The National Cyber Security Centre (NCSC) develops and publishes a resource called the Cyber Assessment Framework (CAF).
From NSCF CAF site: It is aimed at helping an organisation achieve and demonstrate an appropriate level of cyber resilience in relation to certain specified vitally important functions performed by that organisation, functions that are at risk of disruption as a result of a serious cyber incident.
The CAF is provided as a PDF documents for download, however it is not simple to assess against, often requiring organisations to purchase additional resources to support their assessment, or produce their own assessment sheets, often with errors.
This project scrapes the NCSC CAF site, and extracts the relevant information, presenting it as a structured JSON document.

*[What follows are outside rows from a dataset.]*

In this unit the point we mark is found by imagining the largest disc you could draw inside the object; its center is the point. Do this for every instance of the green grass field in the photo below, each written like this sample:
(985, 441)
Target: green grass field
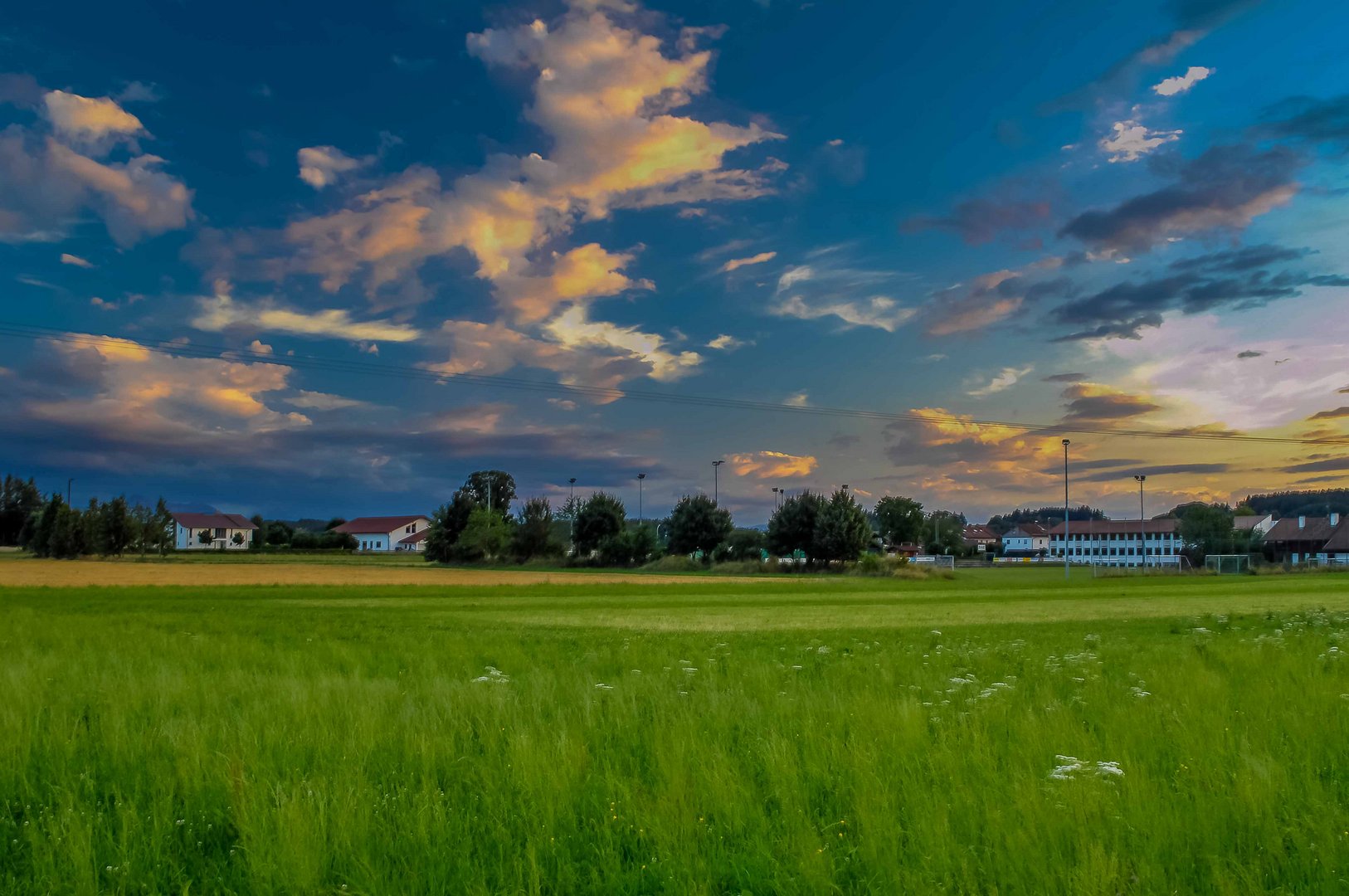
(788, 736)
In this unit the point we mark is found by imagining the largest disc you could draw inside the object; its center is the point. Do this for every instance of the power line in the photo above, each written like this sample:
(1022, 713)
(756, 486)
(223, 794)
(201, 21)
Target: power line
(375, 368)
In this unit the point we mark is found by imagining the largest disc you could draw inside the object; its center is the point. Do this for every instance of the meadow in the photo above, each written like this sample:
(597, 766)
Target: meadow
(995, 733)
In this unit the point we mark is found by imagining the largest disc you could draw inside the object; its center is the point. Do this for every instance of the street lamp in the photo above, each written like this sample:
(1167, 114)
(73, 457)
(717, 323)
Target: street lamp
(1066, 443)
(1143, 534)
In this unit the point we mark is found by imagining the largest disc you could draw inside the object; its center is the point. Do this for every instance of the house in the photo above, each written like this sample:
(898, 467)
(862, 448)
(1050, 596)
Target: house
(1027, 540)
(1305, 538)
(980, 538)
(387, 533)
(1118, 543)
(228, 531)
(1254, 523)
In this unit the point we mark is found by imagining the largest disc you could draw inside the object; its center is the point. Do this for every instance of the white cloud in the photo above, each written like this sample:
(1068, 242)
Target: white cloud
(1006, 378)
(220, 312)
(320, 166)
(1131, 140)
(1182, 83)
(753, 260)
(879, 312)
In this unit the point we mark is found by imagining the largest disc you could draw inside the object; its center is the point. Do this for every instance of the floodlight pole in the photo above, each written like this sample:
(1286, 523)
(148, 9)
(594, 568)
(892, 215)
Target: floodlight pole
(1066, 443)
(1143, 534)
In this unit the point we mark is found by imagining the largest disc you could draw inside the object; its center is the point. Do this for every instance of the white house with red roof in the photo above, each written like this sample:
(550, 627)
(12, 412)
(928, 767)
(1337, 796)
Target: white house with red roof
(226, 531)
(387, 533)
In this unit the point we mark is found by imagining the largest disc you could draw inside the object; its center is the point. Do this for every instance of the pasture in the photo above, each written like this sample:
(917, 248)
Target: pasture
(999, 732)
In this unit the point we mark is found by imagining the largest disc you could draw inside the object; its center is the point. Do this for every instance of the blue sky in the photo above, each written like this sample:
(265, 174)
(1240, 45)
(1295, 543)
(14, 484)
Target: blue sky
(1093, 217)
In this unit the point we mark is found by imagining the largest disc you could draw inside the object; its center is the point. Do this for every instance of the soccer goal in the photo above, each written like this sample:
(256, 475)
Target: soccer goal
(1228, 563)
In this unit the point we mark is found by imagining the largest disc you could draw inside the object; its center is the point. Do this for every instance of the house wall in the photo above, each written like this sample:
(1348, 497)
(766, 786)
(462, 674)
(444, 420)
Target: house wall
(1116, 548)
(187, 540)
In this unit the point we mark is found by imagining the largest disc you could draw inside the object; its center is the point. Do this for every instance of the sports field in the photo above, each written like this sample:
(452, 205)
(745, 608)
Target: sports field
(999, 732)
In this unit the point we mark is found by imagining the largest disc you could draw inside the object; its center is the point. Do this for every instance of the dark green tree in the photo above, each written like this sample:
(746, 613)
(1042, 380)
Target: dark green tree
(842, 531)
(743, 544)
(1206, 529)
(447, 523)
(900, 520)
(502, 487)
(533, 533)
(696, 523)
(601, 517)
(792, 525)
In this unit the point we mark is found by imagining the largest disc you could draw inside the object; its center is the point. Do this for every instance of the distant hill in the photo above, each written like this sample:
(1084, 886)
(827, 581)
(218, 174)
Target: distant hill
(1301, 504)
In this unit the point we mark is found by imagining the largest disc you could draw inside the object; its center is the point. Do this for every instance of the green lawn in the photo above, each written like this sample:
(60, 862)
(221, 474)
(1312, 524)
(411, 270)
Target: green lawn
(791, 736)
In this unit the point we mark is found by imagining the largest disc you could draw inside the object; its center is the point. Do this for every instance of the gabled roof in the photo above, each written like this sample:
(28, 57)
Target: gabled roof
(212, 521)
(1314, 529)
(377, 525)
(1109, 527)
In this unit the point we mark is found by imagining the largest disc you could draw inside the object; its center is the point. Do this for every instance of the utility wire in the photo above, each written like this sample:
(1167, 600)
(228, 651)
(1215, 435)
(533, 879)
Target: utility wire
(375, 368)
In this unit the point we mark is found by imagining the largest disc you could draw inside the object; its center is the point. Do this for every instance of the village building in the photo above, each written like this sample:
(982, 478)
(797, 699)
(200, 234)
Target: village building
(387, 533)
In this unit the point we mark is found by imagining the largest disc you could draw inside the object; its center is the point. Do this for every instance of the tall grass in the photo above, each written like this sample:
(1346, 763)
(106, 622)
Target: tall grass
(197, 741)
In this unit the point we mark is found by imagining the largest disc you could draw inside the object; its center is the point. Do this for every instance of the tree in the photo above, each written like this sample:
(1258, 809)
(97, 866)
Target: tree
(116, 527)
(447, 523)
(601, 517)
(945, 532)
(1206, 529)
(499, 484)
(696, 523)
(485, 538)
(900, 520)
(533, 533)
(840, 529)
(743, 544)
(792, 525)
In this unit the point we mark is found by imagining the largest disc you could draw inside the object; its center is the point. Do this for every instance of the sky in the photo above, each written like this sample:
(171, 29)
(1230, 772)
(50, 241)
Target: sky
(248, 260)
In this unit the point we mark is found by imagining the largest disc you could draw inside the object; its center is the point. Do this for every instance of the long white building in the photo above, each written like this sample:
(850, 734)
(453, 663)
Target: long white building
(1118, 543)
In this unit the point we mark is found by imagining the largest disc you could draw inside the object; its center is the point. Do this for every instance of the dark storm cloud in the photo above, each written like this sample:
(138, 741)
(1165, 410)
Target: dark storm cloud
(980, 220)
(1197, 285)
(1221, 191)
(1309, 119)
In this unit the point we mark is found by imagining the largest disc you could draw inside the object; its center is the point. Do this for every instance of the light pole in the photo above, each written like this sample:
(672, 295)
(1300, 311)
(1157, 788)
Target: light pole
(1066, 443)
(1143, 534)
(640, 476)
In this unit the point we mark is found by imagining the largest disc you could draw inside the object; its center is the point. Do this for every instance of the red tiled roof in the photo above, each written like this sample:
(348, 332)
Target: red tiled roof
(1314, 529)
(1108, 527)
(377, 525)
(212, 521)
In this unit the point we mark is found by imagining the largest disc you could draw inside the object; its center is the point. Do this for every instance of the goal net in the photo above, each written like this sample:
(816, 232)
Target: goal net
(1226, 563)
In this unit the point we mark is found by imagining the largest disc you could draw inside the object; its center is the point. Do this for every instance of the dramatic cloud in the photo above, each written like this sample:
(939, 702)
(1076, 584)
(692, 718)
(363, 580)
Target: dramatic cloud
(1310, 119)
(741, 262)
(1006, 378)
(1129, 140)
(772, 465)
(88, 122)
(222, 312)
(49, 174)
(1097, 402)
(980, 220)
(320, 166)
(1233, 280)
(1182, 83)
(1224, 189)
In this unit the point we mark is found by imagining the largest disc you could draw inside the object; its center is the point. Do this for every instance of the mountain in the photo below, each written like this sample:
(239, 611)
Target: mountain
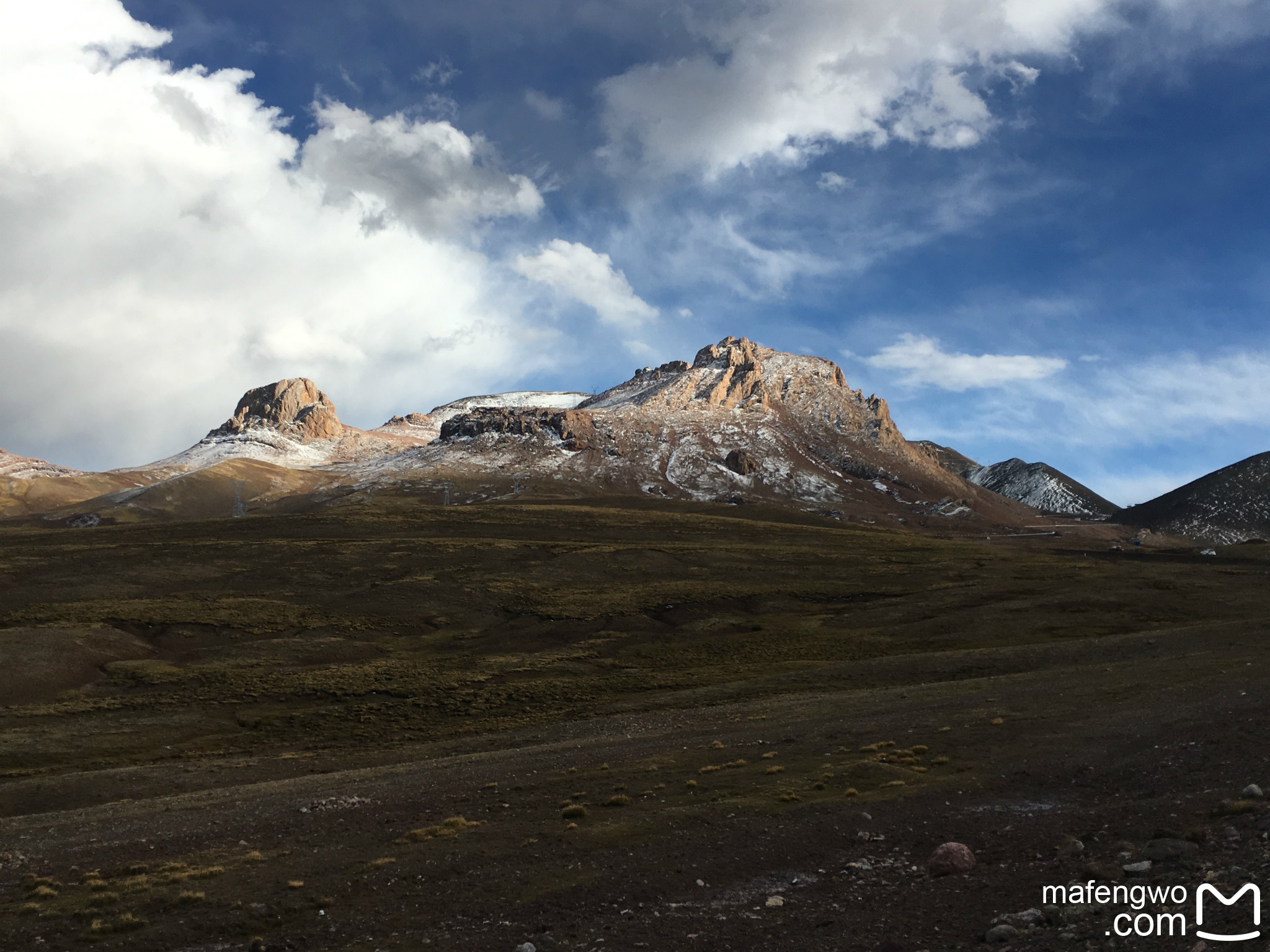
(1038, 485)
(1225, 507)
(948, 457)
(739, 423)
(1043, 488)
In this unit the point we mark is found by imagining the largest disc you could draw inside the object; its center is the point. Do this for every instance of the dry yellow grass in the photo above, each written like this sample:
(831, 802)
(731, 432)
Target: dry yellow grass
(450, 828)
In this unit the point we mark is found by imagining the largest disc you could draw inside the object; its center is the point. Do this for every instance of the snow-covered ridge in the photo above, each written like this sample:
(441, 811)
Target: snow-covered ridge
(23, 467)
(546, 399)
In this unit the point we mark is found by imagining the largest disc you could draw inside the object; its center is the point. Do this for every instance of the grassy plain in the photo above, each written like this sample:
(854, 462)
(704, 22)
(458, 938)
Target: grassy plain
(267, 725)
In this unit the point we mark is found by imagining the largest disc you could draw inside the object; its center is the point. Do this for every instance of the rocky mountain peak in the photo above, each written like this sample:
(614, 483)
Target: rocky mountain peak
(294, 408)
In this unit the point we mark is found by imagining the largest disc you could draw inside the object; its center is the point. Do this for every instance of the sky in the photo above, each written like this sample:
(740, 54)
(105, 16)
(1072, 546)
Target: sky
(1037, 227)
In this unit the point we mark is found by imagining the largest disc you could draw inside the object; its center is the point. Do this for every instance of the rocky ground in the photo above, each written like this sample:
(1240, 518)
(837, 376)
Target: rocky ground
(1065, 712)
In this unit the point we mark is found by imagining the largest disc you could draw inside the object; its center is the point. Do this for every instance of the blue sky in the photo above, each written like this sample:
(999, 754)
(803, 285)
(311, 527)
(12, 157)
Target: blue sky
(1037, 229)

Bespoke, post-processing using this JSON document can then be applied to render the CAF as desired.
This project makes use of both Dev containers and poetry for environment management. Simply building the Dev container using the VS Code Dev container extension is sufficient to get started.
Running python3 main.py or using the VS Code launch configuration Python Debugger: ncsc-caf-scraper is all that is required to produce some output. The resultant output.json is created at the project root directory.
-
HTML scraping is fragile. There is no guarantee that updates to the NCSC CAF site won't completely change the format of the page, resulting in this project being obsoleted.
-
The HTML is scraped as opposed to the PDF, as a review of the PDF has shown poor repeatability in the formatting, making it difficult to automate the data extraction. This project relies on the structured nature of HTML to provide better consistency, and therefore reliability, in data extraction.